Tüm bunlara rağmen, eğer kaleminiz kırılmışsa bir linç operasyonunun hedefi haline gelmekten de kaçış yok. Gazeteciliğin ve muhalif olmanın bedeli bu. Doğruları dile getirmenin zor olduğu bir dönemden geçiyoruz.
Ağıreller’in yeniden cezaevine girdiğini şimdilik öğrenebiliyoruz ama bilmediğimiz ya da duymadığımız o kadar çok dava konusu var ki. “Cumhurbaşkanına hakaret” binlerce avukatın meşgul olduğu bir sektör haline gelmiş durumda. Bu suçtan yargılanan on binlerce insan var. Bunların çoğu bu zamana kadar adliyeyle ilgisi olmamış, karakola bile gitmemiş emekli insan.

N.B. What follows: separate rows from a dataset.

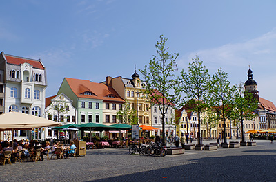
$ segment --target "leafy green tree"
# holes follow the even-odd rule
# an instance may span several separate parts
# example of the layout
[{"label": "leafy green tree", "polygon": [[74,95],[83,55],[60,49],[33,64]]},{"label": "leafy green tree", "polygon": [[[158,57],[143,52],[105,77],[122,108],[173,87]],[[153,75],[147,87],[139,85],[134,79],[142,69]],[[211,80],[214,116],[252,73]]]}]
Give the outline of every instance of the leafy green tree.
[{"label": "leafy green tree", "polygon": [[217,115],[217,113],[211,108],[208,109],[207,111],[205,112],[203,124],[206,125],[207,130],[209,133],[209,137],[212,137],[211,130],[213,128],[217,126],[219,121],[219,116]]},{"label": "leafy green tree", "polygon": [[186,106],[190,111],[196,112],[198,118],[197,144],[201,145],[201,114],[208,107],[204,102],[204,95],[207,94],[209,86],[210,75],[203,62],[196,56],[189,63],[188,72],[184,70],[181,72],[182,78],[181,89],[185,93],[184,98],[188,100]]},{"label": "leafy green tree", "polygon": [[257,109],[259,101],[253,95],[244,90],[244,83],[237,85],[237,91],[235,93],[235,116],[239,120],[241,126],[241,141],[244,141],[244,120],[252,120],[257,116],[254,110]]},{"label": "leafy green tree", "polygon": [[223,121],[224,130],[222,138],[224,143],[226,141],[226,120],[230,115],[234,108],[234,94],[236,90],[235,86],[230,87],[230,82],[228,80],[228,74],[221,69],[219,69],[212,76],[210,85],[208,87],[208,95],[206,102],[213,107],[217,113]]},{"label": "leafy green tree", "polygon": [[175,107],[179,103],[181,94],[179,79],[174,72],[177,70],[176,59],[178,54],[170,54],[166,47],[167,38],[160,36],[155,48],[157,54],[150,58],[148,66],[140,70],[143,75],[142,92],[148,97],[152,105],[156,104],[162,115],[162,141],[165,143],[165,114],[169,106]]},{"label": "leafy green tree", "polygon": [[119,123],[137,124],[138,118],[136,115],[136,110],[130,108],[130,104],[126,100],[121,108],[116,113],[116,117],[119,119]]}]

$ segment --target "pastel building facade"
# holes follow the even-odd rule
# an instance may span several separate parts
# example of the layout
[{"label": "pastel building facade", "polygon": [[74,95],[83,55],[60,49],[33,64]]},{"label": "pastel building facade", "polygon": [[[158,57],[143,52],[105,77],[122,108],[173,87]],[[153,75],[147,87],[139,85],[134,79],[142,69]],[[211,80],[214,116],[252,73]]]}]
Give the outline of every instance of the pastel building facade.
[{"label": "pastel building facade", "polygon": [[[46,69],[41,60],[0,54],[0,113],[12,111],[45,117],[46,87]],[[46,135],[44,128],[14,133],[17,139]]]}]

Büyük resme bakıldığında sokak muhabirlerinin ev hapsine alındığını, gazetecilerin tutuklandığını, ekonomistlerin yargılandığını, sosyal medya paylaşımı yapan vatandaşlara da dava açıldığını görüyoruz. “Dil koparma” sıradan bir iktidar pratiği haline gelmiş durumda.

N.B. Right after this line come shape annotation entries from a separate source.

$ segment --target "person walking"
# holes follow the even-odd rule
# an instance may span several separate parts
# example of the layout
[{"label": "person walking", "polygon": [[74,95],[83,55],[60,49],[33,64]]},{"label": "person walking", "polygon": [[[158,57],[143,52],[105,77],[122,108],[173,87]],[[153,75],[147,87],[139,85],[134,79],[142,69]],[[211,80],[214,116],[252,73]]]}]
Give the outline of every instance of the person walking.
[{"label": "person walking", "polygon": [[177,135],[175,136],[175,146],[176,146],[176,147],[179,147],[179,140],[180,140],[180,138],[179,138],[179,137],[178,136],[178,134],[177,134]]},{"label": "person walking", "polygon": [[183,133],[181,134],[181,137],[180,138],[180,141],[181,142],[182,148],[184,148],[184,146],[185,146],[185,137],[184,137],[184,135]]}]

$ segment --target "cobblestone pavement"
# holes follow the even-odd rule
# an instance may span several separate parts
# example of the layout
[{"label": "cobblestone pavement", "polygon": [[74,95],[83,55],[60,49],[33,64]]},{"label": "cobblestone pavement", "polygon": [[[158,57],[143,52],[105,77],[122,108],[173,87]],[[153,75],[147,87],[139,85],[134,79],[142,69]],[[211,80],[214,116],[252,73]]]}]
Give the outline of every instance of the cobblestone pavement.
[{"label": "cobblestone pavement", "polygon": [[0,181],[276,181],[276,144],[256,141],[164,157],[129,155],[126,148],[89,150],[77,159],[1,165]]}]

İktidar, kendisi açısından zorlu geçecek bir seçim sürecine, tüm muhalefeti de ortak edecek. Kılıçdaroğlu’nun bahsettiği sosyal medya trollerinin daha aktif hale geleceği, yargının daha hızlı çalışacağı bir dönem olacak.
Sadece bir paylaşım yaparak ya da bir yazı yazarak iktidarı alabileceğimizi mi düşünüyoruz yoksa?
Gazetecinin onurunu, vatandaşın özgürlüğünü savunacağı bir dönem hepimizi bekliyor.